Age is just a number to community volunteer Dee Williams

By Geoff Fox

SUN CITY CENTER – The lobby at the Sun City Center Chamber of Commerce was bustling with activity.

One local businessman was speaking with Kristy Mahoney, the chamber’s member liaison, while another spoke with executive director Lynne Conlan.

Other members were talking outside the area’s de facto town hall, as the phones inside rang steadily.

Dee Williams, a 91-year-old woman who volunteers at the chamber two days a week, smiled amid all the activity.

“I’m not a person to sit around, I have to be doing something,” Williams said. “My husband John died in 2011 on Thanksgiving Day. The chamber made an appeal for volunteers in 2012, and I said, ‘I want to volunteer.’

“There’s nothing more permanent than temporary. I enjoy doing this. I get to meet a lot of people.”

For 14 years, she has also volunteered regularly at the Critter Adoption and Rescue Effort (CARE) in Ruskin.

A former president of the Sun City Center Republican Club, Williams learned early to appreciate a strong work ethic and the virtues of staying active.

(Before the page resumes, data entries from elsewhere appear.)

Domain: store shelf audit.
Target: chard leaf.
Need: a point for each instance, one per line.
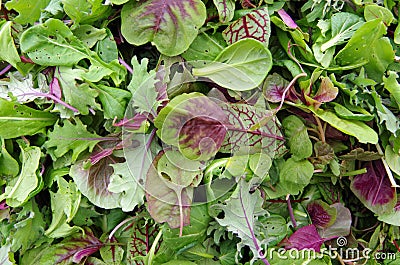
(374, 188)
(80, 96)
(226, 9)
(246, 63)
(358, 129)
(114, 101)
(29, 12)
(17, 120)
(170, 25)
(250, 130)
(86, 11)
(123, 182)
(321, 214)
(342, 224)
(64, 204)
(299, 143)
(295, 175)
(305, 237)
(193, 123)
(255, 25)
(21, 188)
(343, 26)
(72, 249)
(8, 51)
(169, 188)
(70, 137)
(242, 211)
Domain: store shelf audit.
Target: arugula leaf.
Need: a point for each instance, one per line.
(247, 62)
(170, 25)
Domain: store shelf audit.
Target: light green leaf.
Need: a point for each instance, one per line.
(123, 182)
(89, 35)
(8, 51)
(295, 175)
(21, 188)
(17, 120)
(86, 11)
(64, 204)
(29, 11)
(358, 129)
(299, 142)
(171, 28)
(70, 137)
(241, 66)
(80, 96)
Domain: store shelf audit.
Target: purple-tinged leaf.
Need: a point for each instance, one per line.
(287, 19)
(342, 224)
(250, 129)
(193, 123)
(306, 237)
(255, 25)
(55, 88)
(226, 9)
(171, 25)
(374, 189)
(321, 214)
(72, 249)
(274, 87)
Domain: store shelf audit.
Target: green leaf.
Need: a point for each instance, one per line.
(368, 46)
(29, 11)
(123, 182)
(28, 228)
(17, 120)
(241, 66)
(114, 101)
(299, 143)
(358, 129)
(86, 11)
(80, 96)
(64, 204)
(21, 188)
(170, 25)
(295, 175)
(393, 86)
(70, 137)
(8, 51)
(373, 11)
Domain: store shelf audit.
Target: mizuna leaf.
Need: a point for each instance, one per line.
(255, 25)
(241, 66)
(17, 120)
(171, 25)
(226, 9)
(374, 188)
(305, 237)
(193, 123)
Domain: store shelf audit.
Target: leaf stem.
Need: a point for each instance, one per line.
(291, 214)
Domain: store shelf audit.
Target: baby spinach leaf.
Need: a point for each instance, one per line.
(299, 143)
(255, 25)
(374, 188)
(17, 120)
(170, 25)
(29, 12)
(70, 137)
(19, 189)
(226, 9)
(241, 66)
(193, 123)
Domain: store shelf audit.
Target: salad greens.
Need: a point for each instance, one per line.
(199, 132)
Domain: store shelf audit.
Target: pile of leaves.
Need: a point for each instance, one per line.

She was raised by her grandparents in rural southeast Missouri before the family moved to Indianapolis, Indiana when she was a teenager.

She had studied business in high school and went into the workforce upon graduating. For several years, she worked at a local Moose Lodge before becoming a secretary at Western Electric, which manufactured telephones for AT&T until it closed in 1986, when Williams retired.

Dee Williams, a 91-year-old community volunteer, smiles amid all the activity at the Sun City Center Chamber offices. Photo By Geoff Fox

At Western Electric, she met John to whom she was married for 57 years; John started in production control and worked his way up to line supervisor. Together, they raised daughter Kim Droege, who now also volunteers at the Sun City Chamber.

“She’s determined and energetic, a force to be reckoned with,” Droege said of her mother. “She’s very no-nonsense, more of a behind-the-scenes type of person.”

Droege described her mother’s childhood as “extremely humble.”

“Her dad died when she was a baby and her grandparents didn’t have much money,” Droege said. “They were sharecroppers. You couldn’t get much lower, but they were determined, they were survivors and they persevered. Her grandfather was legally blind. He instilled in her a desire to escape her circumstances and be something.

“She’s still very driven. That sort of determination and aspiration extended into me. She worked at a time when other moms didn’t. The bar was set high (for me) at an early age.”

Droege is also now retired and stays active in the community. Besides volunteering at the chamber, she hosts a radio show, “Connecting with Kim,” on Sun Radio 96.3, WSCQ FM , and is President of the Wisconsin Club of SCC.

“I feel very blessed to have such a great mom and still have her in my life,” Droege said. “She’s still very active and in such good health.”

Conlan, the chamber’s executive director, described Williams as “autonomous.”

“She just comes in and does whatever needs to be done, whether it’s answering the phone or talking to people who stop in looking for the post office or a dentist,” she said. “If I had to answer those calls all day, I’d never get anything done. I want to be like her when I grow up.”

After retiring, Williams said she briefly slid into complacency – hardly her nature.

She corrected it post-haste.

“I found myself getting lazy,” she said. “I kept putting things off until tomorrow, then tomorrow would come, and I’d put it off again. I knew I had to stop that, because I have to be under the gun.

“I do all my own laundry, housework and yardwork. Tomorrow, I’ll probably wash my car.”

And help more animals.

And answer more phones.

And meet more people.

That’s who she is, and she doesn’t intend to change.